Clinton stressed that her mother fought to pass legislation that insured 6 million children, including 140,000 in Pennsylvania.

She said that women, minorities, single parents and those with a pre-existing health conditions or those whose income is in the bottom 25 percent are less likely to afford health insurance.

“I think that is immoral in the United States of America in the 21st century,” she said.

As for higher education, Clinton said her mother plans to double the Pell Grant and expand its eligibility, build on the AmeriCorps program, reduce debt for public interest workers and make direct student lending a federal initiative.

Clinton said her mother wants to replace FAFSA forms with a checkbox on tax returns, which she said would reduce the multi-billion-dollar cost of printing and administering the applications, as well as making financial aid more accessible.

When Clinton began to talk about the Bush administration’s No Child Left Behind Act, the crowd booed.

“My mother feels the same way,” she said.

Clinton said the act, an unfunded federal mandate, allows states to set their own standards for education, which ultimately gives incentive to lower standards. She said the United States ranks No. 27 in the world for its math scores and No. 21 for its reading scores.

Hillary plans to pay teachers to work in troubled school districts and change the system so public education starts at age 3, Chelsea said.
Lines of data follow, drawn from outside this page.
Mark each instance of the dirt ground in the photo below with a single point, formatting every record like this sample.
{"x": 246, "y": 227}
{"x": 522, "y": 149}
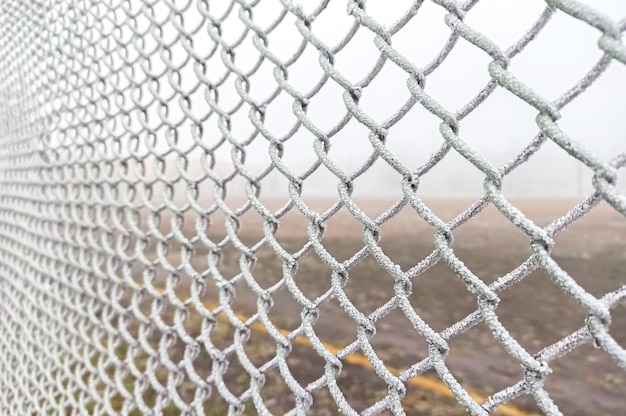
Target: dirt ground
{"x": 536, "y": 313}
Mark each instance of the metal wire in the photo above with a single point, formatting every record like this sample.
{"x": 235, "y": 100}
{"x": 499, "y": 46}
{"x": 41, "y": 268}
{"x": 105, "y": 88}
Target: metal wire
{"x": 95, "y": 100}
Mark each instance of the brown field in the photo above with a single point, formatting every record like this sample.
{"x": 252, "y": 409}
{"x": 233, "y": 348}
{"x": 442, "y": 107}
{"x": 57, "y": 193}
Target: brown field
{"x": 534, "y": 311}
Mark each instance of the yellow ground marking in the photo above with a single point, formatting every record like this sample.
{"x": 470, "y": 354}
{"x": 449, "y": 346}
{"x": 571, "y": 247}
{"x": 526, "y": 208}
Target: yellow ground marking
{"x": 358, "y": 359}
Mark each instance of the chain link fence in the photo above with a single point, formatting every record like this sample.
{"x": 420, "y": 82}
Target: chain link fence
{"x": 121, "y": 147}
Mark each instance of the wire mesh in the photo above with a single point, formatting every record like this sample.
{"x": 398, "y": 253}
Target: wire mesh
{"x": 115, "y": 128}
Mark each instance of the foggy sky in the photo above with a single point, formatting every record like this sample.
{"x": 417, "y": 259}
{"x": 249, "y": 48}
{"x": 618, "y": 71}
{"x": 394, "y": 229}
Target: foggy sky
{"x": 564, "y": 51}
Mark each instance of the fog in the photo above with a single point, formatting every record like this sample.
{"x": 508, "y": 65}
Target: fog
{"x": 498, "y": 129}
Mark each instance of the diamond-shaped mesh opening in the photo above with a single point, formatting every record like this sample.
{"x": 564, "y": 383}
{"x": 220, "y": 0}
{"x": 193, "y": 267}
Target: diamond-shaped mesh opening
{"x": 153, "y": 264}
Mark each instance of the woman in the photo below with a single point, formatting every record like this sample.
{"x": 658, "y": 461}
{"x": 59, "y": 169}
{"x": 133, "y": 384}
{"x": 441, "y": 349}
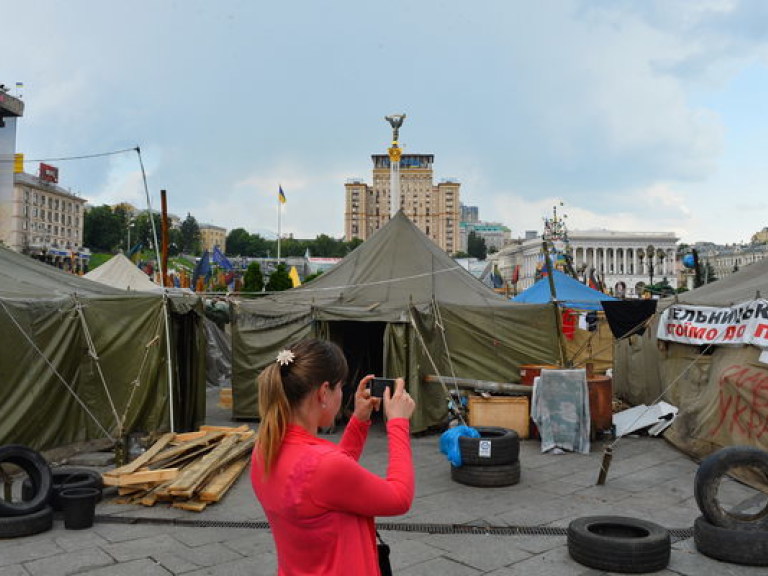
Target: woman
{"x": 319, "y": 501}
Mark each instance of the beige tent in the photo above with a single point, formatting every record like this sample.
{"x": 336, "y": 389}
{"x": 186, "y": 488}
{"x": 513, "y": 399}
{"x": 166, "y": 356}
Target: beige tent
{"x": 84, "y": 361}
{"x": 120, "y": 272}
{"x": 721, "y": 390}
{"x": 399, "y": 306}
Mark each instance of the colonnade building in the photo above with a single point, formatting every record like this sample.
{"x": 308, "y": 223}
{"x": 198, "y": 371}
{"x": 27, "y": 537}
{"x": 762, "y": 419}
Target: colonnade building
{"x": 620, "y": 260}
{"x": 433, "y": 208}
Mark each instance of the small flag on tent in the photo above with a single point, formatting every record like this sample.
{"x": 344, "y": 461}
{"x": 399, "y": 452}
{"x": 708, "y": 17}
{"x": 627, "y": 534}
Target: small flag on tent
{"x": 220, "y": 259}
{"x": 202, "y": 270}
{"x": 294, "y": 276}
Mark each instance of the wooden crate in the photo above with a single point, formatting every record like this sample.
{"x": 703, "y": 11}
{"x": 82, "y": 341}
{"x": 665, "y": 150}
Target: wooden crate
{"x": 511, "y": 412}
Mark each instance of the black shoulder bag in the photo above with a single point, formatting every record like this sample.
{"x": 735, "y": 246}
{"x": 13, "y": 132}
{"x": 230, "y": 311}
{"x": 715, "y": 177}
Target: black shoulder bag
{"x": 383, "y": 551}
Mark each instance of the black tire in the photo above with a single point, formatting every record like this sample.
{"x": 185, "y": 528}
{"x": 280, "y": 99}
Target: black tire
{"x": 496, "y": 446}
{"x": 39, "y": 474}
{"x": 747, "y": 547}
{"x": 619, "y": 544}
{"x": 487, "y": 476}
{"x": 26, "y": 524}
{"x": 707, "y": 483}
{"x": 65, "y": 478}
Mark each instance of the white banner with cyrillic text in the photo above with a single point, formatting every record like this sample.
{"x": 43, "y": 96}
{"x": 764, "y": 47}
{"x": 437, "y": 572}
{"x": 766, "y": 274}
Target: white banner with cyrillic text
{"x": 745, "y": 323}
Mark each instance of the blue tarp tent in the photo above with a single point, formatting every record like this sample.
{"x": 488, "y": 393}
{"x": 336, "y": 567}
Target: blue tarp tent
{"x": 570, "y": 293}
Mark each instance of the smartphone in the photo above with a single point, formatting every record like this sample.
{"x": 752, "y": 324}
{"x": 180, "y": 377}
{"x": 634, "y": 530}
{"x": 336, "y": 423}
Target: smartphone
{"x": 377, "y": 386}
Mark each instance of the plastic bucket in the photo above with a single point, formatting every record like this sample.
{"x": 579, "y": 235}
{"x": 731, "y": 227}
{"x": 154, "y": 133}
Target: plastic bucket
{"x": 79, "y": 506}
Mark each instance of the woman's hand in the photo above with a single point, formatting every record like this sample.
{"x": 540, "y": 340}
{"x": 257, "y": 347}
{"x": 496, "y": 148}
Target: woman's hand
{"x": 364, "y": 403}
{"x": 398, "y": 404}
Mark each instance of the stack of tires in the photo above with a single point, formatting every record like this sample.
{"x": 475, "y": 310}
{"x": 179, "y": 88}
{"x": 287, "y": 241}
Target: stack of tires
{"x": 491, "y": 460}
{"x": 729, "y": 535}
{"x": 19, "y": 517}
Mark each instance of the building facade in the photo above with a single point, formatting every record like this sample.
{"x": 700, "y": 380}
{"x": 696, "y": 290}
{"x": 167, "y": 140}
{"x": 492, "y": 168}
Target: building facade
{"x": 433, "y": 208}
{"x": 211, "y": 236}
{"x": 47, "y": 222}
{"x": 495, "y": 235}
{"x": 619, "y": 260}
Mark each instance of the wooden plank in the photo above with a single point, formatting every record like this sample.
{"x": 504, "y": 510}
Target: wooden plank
{"x": 217, "y": 486}
{"x": 226, "y": 429}
{"x": 181, "y": 448}
{"x": 191, "y": 505}
{"x": 142, "y": 477}
{"x": 196, "y": 473}
{"x": 187, "y": 436}
{"x": 142, "y": 460}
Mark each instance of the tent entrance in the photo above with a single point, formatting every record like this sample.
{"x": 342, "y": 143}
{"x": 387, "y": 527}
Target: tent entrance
{"x": 363, "y": 346}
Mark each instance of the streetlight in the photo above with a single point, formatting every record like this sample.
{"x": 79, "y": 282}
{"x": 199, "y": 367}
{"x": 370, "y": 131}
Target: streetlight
{"x": 131, "y": 224}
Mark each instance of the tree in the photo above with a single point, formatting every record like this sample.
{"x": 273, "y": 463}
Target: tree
{"x": 476, "y": 246}
{"x": 253, "y": 280}
{"x": 237, "y": 242}
{"x": 102, "y": 229}
{"x": 143, "y": 230}
{"x": 279, "y": 280}
{"x": 190, "y": 235}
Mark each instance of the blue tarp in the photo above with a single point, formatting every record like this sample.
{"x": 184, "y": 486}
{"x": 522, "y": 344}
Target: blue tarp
{"x": 570, "y": 293}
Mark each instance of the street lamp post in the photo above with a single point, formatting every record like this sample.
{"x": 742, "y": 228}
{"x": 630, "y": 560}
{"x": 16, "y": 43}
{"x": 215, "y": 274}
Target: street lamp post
{"x": 652, "y": 254}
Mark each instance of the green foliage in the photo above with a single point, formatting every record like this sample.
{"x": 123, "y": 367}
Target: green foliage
{"x": 190, "y": 236}
{"x": 253, "y": 279}
{"x": 97, "y": 259}
{"x": 279, "y": 280}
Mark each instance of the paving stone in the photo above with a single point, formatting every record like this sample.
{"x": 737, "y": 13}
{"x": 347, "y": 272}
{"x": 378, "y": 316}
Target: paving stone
{"x": 143, "y": 567}
{"x": 145, "y": 547}
{"x": 26, "y": 550}
{"x": 13, "y": 570}
{"x": 441, "y": 566}
{"x": 70, "y": 563}
{"x": 482, "y": 552}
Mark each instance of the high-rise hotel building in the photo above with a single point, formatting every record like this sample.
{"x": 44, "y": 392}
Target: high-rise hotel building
{"x": 434, "y": 208}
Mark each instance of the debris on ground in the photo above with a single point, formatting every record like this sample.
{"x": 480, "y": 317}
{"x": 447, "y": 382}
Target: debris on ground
{"x": 188, "y": 471}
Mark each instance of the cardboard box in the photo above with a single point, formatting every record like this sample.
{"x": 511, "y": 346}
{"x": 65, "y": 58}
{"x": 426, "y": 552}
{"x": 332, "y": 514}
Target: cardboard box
{"x": 511, "y": 412}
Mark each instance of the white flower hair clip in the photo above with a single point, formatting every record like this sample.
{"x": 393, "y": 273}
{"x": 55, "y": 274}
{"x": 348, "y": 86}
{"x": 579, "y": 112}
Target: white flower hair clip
{"x": 285, "y": 357}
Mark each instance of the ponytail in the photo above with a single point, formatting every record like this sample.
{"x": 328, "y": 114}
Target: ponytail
{"x": 284, "y": 384}
{"x": 274, "y": 411}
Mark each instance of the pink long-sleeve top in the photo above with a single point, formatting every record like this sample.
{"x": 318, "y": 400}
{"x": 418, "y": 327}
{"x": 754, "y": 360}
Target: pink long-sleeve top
{"x": 320, "y": 502}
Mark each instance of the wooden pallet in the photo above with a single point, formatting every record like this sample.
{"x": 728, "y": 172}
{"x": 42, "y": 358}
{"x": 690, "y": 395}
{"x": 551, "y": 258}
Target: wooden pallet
{"x": 187, "y": 471}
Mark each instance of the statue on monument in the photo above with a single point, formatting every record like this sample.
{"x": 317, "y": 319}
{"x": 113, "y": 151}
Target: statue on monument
{"x": 395, "y": 120}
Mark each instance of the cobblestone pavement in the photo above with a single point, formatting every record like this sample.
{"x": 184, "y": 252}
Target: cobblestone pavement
{"x": 647, "y": 479}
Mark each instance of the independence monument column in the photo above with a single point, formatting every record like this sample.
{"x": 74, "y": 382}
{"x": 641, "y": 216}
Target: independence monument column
{"x": 395, "y": 120}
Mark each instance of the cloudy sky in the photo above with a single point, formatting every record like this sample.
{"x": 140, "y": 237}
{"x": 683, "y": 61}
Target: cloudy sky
{"x": 638, "y": 115}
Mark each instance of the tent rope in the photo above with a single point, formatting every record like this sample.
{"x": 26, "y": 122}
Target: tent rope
{"x": 434, "y": 366}
{"x": 79, "y": 307}
{"x": 56, "y": 372}
{"x": 136, "y": 382}
{"x": 441, "y": 325}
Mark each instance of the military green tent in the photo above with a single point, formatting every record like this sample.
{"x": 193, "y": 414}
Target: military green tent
{"x": 720, "y": 389}
{"x": 83, "y": 361}
{"x": 398, "y": 306}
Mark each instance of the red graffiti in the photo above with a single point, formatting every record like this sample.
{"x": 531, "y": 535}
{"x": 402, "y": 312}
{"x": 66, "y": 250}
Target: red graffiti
{"x": 743, "y": 402}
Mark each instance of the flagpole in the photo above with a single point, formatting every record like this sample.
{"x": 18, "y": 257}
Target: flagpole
{"x": 279, "y": 212}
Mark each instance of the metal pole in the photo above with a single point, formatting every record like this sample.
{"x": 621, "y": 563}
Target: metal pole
{"x": 555, "y": 305}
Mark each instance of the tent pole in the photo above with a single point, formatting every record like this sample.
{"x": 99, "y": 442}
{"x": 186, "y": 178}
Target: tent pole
{"x": 170, "y": 363}
{"x": 555, "y": 306}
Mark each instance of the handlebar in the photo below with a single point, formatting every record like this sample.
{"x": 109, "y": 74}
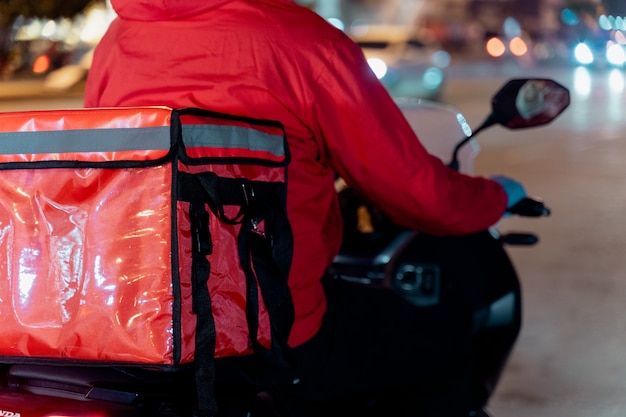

She said these reforms would be paid for by higher tax rates for people earning more than $250,000 per year.

One audience member asked Chelsea how her mother viewed the Bush administration’s decision not to join the International Criminal Court, which was established in 2002 as a tribunal for crimes against humanity.

Chelsea mentioned the Kyoto Protocol, an international agreement for reducing greenhouse-gas production, and the National Convention on the Rights of the Child – both of which lacked U.S. representation.

She said that the only two U.N. member states absent from the NCRC were the United States and Sudan and that Hillary wants to re-enter agreements “that help us articulate our views.”

Sean Astin, who played Samwise Gamgee in “Lord of the Rings,” and Erika Alexander, who played Pam on “The Cosby Show,” joined Clinton on her tour.

She called on young people to “dismiss the gossip” that has defined Hillary’s personality and judge upon the content of character instead of gender or skin color.

“Our young people have got to do it,” Alexander said. “They have a responsibility to continue Dr. Martin Luther King’s aspirations and create their own legacy.”